We are pleased that you are considering the serious issues of making provisions for the long-term care of your feathered friends. This is a vitally important component of proper care for companion parrots. We have prepared this web page to provide you an overview of some of the various long-term care options you may wish to consider to provide for your parrot(s) when you are not longer physically able to do so.
May psitticids, or birds in the parrot family, can live up to 80-100 years. Are you worried that your parrots will outlive you and what will happen to them when you pass away? Unfortunately, this is a real concern. At The Gabriel Foundation® we often see situations where people have passed away or become disabled and are no longer able to care for their beloved birds.
This remainder of this page describes a variety of methods for ensuring that your parrot is cared for after you no longer can. If you are interested in more detailed information after reading this brochure please contact The Gabriel Foundation.

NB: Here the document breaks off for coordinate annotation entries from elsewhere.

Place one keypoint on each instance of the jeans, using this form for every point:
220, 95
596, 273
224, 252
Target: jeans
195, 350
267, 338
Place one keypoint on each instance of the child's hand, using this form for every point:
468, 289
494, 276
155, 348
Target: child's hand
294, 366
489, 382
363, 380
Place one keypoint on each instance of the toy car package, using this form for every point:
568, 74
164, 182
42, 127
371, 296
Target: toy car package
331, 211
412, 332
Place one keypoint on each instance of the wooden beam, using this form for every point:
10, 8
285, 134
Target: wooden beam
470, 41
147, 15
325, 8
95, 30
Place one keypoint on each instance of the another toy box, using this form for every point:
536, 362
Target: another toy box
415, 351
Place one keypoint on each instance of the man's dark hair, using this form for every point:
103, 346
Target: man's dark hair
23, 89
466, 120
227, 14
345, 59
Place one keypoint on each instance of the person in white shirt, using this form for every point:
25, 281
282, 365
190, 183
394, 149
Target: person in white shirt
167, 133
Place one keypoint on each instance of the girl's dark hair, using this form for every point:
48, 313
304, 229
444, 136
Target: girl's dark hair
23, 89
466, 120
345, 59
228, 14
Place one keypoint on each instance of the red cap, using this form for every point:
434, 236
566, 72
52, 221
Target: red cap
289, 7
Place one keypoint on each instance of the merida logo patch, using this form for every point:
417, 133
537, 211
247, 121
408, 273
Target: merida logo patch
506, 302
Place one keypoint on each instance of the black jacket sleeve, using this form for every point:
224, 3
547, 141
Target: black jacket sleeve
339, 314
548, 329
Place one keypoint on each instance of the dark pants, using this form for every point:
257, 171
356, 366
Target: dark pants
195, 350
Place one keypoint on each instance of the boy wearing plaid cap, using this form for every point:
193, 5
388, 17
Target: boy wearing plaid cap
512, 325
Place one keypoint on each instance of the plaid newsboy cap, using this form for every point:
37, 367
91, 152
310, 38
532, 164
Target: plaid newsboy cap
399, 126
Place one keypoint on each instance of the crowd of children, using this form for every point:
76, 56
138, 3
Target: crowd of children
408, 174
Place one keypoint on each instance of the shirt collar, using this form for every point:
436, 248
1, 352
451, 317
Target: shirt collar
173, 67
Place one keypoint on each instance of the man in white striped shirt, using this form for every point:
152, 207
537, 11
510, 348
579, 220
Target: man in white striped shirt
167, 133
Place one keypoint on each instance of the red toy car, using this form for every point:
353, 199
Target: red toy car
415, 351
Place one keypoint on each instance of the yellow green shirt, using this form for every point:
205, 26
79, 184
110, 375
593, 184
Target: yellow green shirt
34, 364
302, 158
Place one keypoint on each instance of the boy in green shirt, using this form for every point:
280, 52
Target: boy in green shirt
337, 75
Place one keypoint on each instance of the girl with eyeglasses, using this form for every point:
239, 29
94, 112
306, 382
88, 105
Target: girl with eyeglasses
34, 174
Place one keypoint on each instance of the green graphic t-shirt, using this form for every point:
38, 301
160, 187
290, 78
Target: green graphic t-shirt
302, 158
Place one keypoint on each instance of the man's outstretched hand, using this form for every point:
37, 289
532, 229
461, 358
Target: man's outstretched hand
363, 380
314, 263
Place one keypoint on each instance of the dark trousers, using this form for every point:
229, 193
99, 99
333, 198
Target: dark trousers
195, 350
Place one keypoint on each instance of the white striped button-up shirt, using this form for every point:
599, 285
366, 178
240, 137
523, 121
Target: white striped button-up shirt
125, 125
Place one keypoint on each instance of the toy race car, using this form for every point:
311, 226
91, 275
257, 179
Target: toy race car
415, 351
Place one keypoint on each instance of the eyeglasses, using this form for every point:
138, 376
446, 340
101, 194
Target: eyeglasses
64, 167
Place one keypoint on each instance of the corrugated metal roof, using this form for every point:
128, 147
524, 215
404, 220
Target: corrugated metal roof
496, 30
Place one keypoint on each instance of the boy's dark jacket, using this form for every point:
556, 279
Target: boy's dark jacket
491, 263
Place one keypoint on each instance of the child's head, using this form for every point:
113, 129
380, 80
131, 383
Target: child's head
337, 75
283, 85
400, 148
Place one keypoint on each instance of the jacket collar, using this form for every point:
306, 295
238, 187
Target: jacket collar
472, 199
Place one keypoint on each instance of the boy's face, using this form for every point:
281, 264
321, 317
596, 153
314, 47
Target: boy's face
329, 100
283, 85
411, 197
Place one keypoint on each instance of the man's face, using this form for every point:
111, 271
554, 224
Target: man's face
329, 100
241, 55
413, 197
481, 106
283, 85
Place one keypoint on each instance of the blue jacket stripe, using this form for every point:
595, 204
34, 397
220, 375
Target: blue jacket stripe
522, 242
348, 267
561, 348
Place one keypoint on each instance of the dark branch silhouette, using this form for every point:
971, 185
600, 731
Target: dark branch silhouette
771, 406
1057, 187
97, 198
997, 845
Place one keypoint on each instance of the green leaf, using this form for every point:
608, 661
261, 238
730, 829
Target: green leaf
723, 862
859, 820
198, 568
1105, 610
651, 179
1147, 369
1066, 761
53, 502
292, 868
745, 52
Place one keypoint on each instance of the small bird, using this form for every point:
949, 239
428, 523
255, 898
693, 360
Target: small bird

We applaud you for caring enough about your parrot to ensure that is well provided for during the remainder of its life!
Providing for Your Parrot in Your Will
Your first option is providing for the care of your parrot in your will. Although you cannot leave money directly to an animal you can leave a sum of money to a person with instructions that it be spent on the housing, food and veterinary care your parrot will need. For example, if the executor of your will is a friend or family member that would care well for your parrot, you might choose to leave the money to your executor if they decide to adopt your parrot, with instructions that the money is to be spent on your parrot.
Another option is to leave the parrot to a family member, along with enough money to care for the parrot and instructions on how the money is to be spent.
One more option is to leave your parrot to a reputable parrot sanctuary, such as The Gabriel Foundation, along with a bequest sufficient to cover the housing, food, and veterinary care of the parrot. When you are considering leaving your parrot and a financial contribution to a sanctuary or other bird organization, investigate that organization carefully to make sure that the standard of care are acceptable to you. Ask the organization how they are able to assure you that their fiduciary responsibilities to both the public and the birds will be fulfilled now, and in future years or even decades ahead. We urge you to visit the organization yourself, ask for references, request a video of the facility…anything that will help you ascertain that you are making the appropriate choice for your pet.
If you want your will instruction to be binding on the person to whom you leave the money, you may wish to make your bequest to an individual conditional on their providing for your parrot. For instance, you can leave a sum of money to an individual "on the condition that" the person agrees to provide a home, and all the necessary food and veterinary care for your bird. A will providing of this type would sate that the gift to this person would lapse and be distributed to your heirs if the person fails to care for your parrot n the manner you requested. Another suggestion is to appoint an heir or someone else to monitor the person taking care of the bird on a regular basis.
Make a video of how you care for your bird demonstrating how the cage is to be set up, the daily routine including feeding and interacting with the bird verbally and physically. Document your bird’s favorite foods, toys, games, and bits of conversation. Be certain to include your bird’s dislikes and fears as well. Keep copies of veterinary records accessible in case of emergency. The video and journal can then be made available to both the caretakers and the monitor to help them carry out your wishes.
Because it often takes time to sort out someone’s will be sure to provide for the short-term care of your parrot while your will goes through probate court. Your will can provide that the executor can use estate funds to care for the animals during the period before they go to their new home.
Creating a Trust for the Care of Your Parrot
In creating a trust for your parrot, you can name a trustee to use funds to care for your parrot, and can designate another person to insure that the funds are used properly. It is very important to choose a trustee carefully, to insure that the person will follow your wishes and is willing to serve as trustee. There are many types of trusts, including "inter vivos" trust (which means that you are alive when you create the trust), and a "testamentary" trust (which is created in your will and begins after your death).
A number of states now allow a person to create a trust fund specifically designated for the care of a pet, including Alaska, Arizona, California, Colorado, Missouri, Montana, New Mexico, New York, and North Carolina, and possible others. Some states may not allow trust funds for the care of a pet. There are many different rules and regulations about how to establish a valid trust, which vary from state to state.
Creating a Power of Attorney
A power of attorney delegates the power to conduct your affairs to a chosen representation. A power of attorney may be a broad "general" power (with power over all of your affairs) or a "special" power limited only to certain acts or certain property. Creating a power of attorney may assist in providing a method of caring for your parrot in the event of a disability that prevents you from making decisions regarding your parrot’s care. Be advised, however, that some states have substantial restrictions on the use of powers of attorney.
Consult with an attorney in your own state. Because the laws of wills, trusts and powers of attorney vary greatly from state to state, you should consult an attorney in your state about your specific state law.